Some top picks for 1-year CDs include:
- Bread Savings 1-Year CD – 3.50% APY
- Quontic 1-Year CD – 3.51% APY
- Synchrony 1-Year CD – 3.25% APY
- Marcus by Goldman Sachs 1-Year CD – 3.15% APY
- Ally Bank 1-Year CD – 3.10% APY
Shop around for the best short-term CD rates to maximize your returns over the next 6-12 months. Just be prepared to keep your money locked up for the full term.
Money Market Accounts
Money market accounts (MMAs) offer another savings option with high interest rates and check-writing privileges. The minimum balance requirements tend to be higher than high-yield savings accounts, usually around $10,000 or more. But in return you can earn up to 3% APY or more.
The benefit of MMAs is that you can write a limited number of checks per month. This gives you quick access to funds if needed, with interest rates surpassing regular savings accounts. The top money market accounts today include:
- Bask Bank Interest Checking – 3.10% APY on balances up to $25,000
- Empower Money Market – 2.75% APY on balances up to $50,000
- Quontic High Yield Money Market – 2.61% APY on balances up to $1 million
- MutualOne Bank Premier Elite MMA – 2.56% APY on balances above $2,500
- Luxury Asset Capital MMA – 2.45% APY on balances above $100
Compare MMA minimum balances and features to find the right one for your cash holdings. The liquidity and high rates of MMAs make them ideal savings vehicles when interest rates rise.
Looking to protect your cash from inflation? Series I savings bonds, commonly called I bonds, can help. These bonds pay interest based on two components:
- A fixed rate for the life of the bond (currently 0.0%)
- An adjustable inflation-based rate that changes twice per year (currently 9.62%)
The combined rate for I bonds issued between Nov 2022 and April 2023 is 9.62%, among the highest they’ve ever been. You can purchase up to $10,000 in I bonds electronically at TreasuryDirect.gov each calendar year. The catch is you can’t cash them in for 12 months, and there’s a 3-month interest penalty if you sell before 5 years.
But if you have cash you know you won’t need for at least a year, I bonds can provide an inflation-protected return far outpacing savings accounts in this rising rate environment. Just remember I bonds cannot be used as collateral for loans, and aren’t appropriate for short-term savings goals.
529 College Savings Plans
If you’re saving for education, a 529 college savings plan may offer another savings alternative while rates are high. Many states now offer 529 investment options paying well above 2% or more in interest.

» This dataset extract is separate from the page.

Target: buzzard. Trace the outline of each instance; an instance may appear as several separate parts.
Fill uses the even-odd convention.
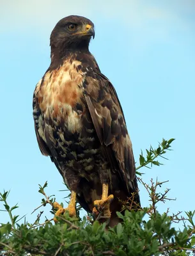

For example, Indiana’s CollegeChoice 529 Direct plan offers a Principal Plus Interest option currently yielding 3.25%. Utah’s My529 plan has a 1-Year Fixed Rate CD at 4.54% APY. Other options like target-date funds and ETFs can earn stock market returns.
The tax benefits of 529 plans make them a smart education savings vehicle on their own. But in today’s environment, they can also provide higher yields than basic savings accounts. Shop state plans to find the best investment options and highest rates for your timeframe.
Keep in mind that 529 investment earnings aren’t guaranteed – you may lose money – so make sure you choose an appropriate asset allocation for your timeframe. For near-term college savings, pick conservative options like money market funds and CDs.
No matter where you park your cash, the key is choosing an option aligned with your goals, investment timeframe and risk tolerance. It pays to shop around for the highest rates from online banks and credit unions. But don’t chase yields without considering how and when you’ll need the money. Keeping your cash savings liquid is still the top priority.